I played video games on them. I remember playing video games on the computer by time I was like 8, maybe earlier. We used floppy disks to load them (that will also be fun to explain to the 12 yo at some point - they could hold about 1.44 MB of data. I don't think he even knows what a MB is). Commander Keen was my favorite video game. There was also one with a kid who was wearing pajamas in a dream-land and fighting monsters. I liked that one too.
I also used computers to write. I am native to typing. It is honestly more intuitive for me to write on a computer than by hand. I type very quickly and make a lot of mistakes. I'm just very good at correcting them (most of the time).
One thing that has always been true about me is I never really kept up with trends. I do what I like, when I want. I typically adopt things much later than the general public and only when it makes sense to my brain (and as a neurodivergent human, that often takes more time than it "should"). So I am very, very out of date when it comes to what the kids are doing.
The 13 yo has started inviting me to play Minecraft every night. I don't always agree, but I've done it a couple of times. It's comical.
I actually was an early adopter of Minecraft (see above where video games were an interest from a young age). I got Minecraft when it was still in the Beta mode. I know it was before May of 2012. I loved Minecraft. At some point I stopped playing it because - life. (I guess I am an adult after all).
The game these kids are playing is not the game I played. I'm constantly asking questions about what block types are, which block types are useful for what, etc.
Also, I played it on the computer. The Switch controls are entirely different. I feel so, so incredibly old. 13 yo will make fun of me, very gently. I think next time he does, I'm going to tell him "Be patient with me, I'm from the 1980s."
It's very quickly becoming the family joke that I'm old. The 12 yo regularly calls me old. I could argue the semantics of "I'm not even 40!" But from his perspective, he's right. 37 is ancient for a 12 year old. Also, the world is not the same one I lived in at his age. I, knowing kids today don't use it, used "lol" as an example of how things change rapidly in slang and he shot back "yeah, that's a word that 40 year olds use."
Lol.
By the time my parents were my age, they had 11 kids. I've slowly been keeping tabs on that as I aged - comparing my age to theirs and how many kids they had by that point. On the one hand, what the hell were they thinking? On the other hand, what the hell were they thinking?
I'm too new at being a step dad to say I'm good at it, but I know for a fact I'm a million times better at this than I would have been if I'd started having kids when I got married at 21. Good god, 21 year olds are babies! What the hell are they doing even getting married, much less having kids!
My brain cannot compute that I'm almost 40, but it is very aware of how young my niblings and my step kids are.
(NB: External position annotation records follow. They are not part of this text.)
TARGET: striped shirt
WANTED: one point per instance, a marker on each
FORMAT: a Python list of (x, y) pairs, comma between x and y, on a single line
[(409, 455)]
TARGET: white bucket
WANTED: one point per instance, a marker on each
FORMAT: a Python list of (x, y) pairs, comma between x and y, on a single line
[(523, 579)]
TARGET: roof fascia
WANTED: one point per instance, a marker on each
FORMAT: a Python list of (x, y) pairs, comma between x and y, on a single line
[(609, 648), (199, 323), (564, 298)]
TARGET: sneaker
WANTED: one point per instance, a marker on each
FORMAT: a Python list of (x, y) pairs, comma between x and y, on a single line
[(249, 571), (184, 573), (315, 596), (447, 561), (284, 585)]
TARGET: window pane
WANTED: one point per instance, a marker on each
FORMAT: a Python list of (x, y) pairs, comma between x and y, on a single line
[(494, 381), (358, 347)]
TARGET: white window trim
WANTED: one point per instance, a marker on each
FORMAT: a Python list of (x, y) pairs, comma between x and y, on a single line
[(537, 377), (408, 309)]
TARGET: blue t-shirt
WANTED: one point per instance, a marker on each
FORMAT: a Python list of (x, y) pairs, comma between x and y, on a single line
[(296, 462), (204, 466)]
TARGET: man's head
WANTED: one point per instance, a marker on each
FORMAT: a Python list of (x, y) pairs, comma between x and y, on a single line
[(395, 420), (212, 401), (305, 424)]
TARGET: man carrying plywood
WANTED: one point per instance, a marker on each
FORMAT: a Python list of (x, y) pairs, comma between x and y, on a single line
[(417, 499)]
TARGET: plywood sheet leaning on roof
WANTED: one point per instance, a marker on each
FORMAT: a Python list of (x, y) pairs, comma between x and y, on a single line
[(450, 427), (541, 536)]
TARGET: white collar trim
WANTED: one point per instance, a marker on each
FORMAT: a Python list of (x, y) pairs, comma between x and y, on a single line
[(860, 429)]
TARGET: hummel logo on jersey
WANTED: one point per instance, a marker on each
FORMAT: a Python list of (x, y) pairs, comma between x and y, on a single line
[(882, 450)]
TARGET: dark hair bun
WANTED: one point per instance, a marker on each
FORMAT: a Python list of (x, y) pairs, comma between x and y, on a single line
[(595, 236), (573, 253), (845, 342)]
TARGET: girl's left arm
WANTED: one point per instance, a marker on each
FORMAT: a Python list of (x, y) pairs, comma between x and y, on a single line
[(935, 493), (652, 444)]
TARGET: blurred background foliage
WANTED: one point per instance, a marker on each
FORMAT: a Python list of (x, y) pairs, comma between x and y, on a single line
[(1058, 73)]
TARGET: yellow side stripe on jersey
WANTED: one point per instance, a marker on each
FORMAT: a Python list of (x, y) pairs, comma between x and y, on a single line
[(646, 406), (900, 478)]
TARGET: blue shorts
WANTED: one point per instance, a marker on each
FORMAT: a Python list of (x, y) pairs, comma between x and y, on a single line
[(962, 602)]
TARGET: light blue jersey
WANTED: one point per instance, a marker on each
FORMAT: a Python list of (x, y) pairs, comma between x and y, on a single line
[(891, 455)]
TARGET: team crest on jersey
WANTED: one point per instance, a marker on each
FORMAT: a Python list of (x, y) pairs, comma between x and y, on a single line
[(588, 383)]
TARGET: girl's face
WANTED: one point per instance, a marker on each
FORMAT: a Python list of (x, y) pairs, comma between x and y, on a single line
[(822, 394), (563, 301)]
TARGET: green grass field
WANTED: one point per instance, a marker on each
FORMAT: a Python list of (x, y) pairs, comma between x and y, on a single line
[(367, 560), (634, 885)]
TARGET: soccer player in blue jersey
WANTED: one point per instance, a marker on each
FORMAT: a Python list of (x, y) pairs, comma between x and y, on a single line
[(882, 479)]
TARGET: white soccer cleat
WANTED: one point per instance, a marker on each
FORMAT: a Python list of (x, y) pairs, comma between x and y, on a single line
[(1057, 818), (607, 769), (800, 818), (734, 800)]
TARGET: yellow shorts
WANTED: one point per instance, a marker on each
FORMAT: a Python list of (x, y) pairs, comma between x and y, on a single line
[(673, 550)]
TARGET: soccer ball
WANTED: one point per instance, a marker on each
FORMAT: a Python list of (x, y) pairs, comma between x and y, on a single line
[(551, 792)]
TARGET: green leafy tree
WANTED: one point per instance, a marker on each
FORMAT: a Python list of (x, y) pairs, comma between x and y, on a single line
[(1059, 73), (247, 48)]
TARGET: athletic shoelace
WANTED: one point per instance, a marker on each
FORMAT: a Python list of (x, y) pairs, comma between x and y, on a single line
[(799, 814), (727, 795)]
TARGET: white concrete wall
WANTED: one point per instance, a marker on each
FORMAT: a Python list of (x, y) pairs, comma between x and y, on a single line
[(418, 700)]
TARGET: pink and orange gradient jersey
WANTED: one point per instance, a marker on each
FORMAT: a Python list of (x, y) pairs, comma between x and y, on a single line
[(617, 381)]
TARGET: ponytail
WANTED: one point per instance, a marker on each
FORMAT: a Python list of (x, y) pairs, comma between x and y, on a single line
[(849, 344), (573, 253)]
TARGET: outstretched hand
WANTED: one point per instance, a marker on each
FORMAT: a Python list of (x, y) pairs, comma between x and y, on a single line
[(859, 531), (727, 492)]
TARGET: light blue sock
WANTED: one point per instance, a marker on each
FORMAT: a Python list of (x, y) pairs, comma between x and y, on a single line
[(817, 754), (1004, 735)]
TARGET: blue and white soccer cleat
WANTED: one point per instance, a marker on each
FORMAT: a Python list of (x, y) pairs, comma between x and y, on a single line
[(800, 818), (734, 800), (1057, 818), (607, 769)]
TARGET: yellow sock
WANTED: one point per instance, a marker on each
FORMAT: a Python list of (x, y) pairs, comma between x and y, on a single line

My nephew just turned 21. At his age, I was engaged and wanted a baby. If there is a god, the best thing they ever did for me was make that not my reality. Thank you, god.
I like being a dad now that I've matured enough to be able to be patient and kind and silly and not take so much personally. I'm also very grateful that I'm a dad who has spent the last 20 years unpacking my trauma so that I don't foist that onto these kids. I would have regretted being a parent earlier in my life because I could not have been the parent the kids deserved. Maybe now that I'm 37, I have a chance.
But because I am 37, I am old, and patience is having to go both ways. I may not know why 10+9=21, and I may not understand why it's uncool to say GOAT anymore, and I may shift (what does that even mean???) while playing Minecraft, but at least I'm good at laughing at myself.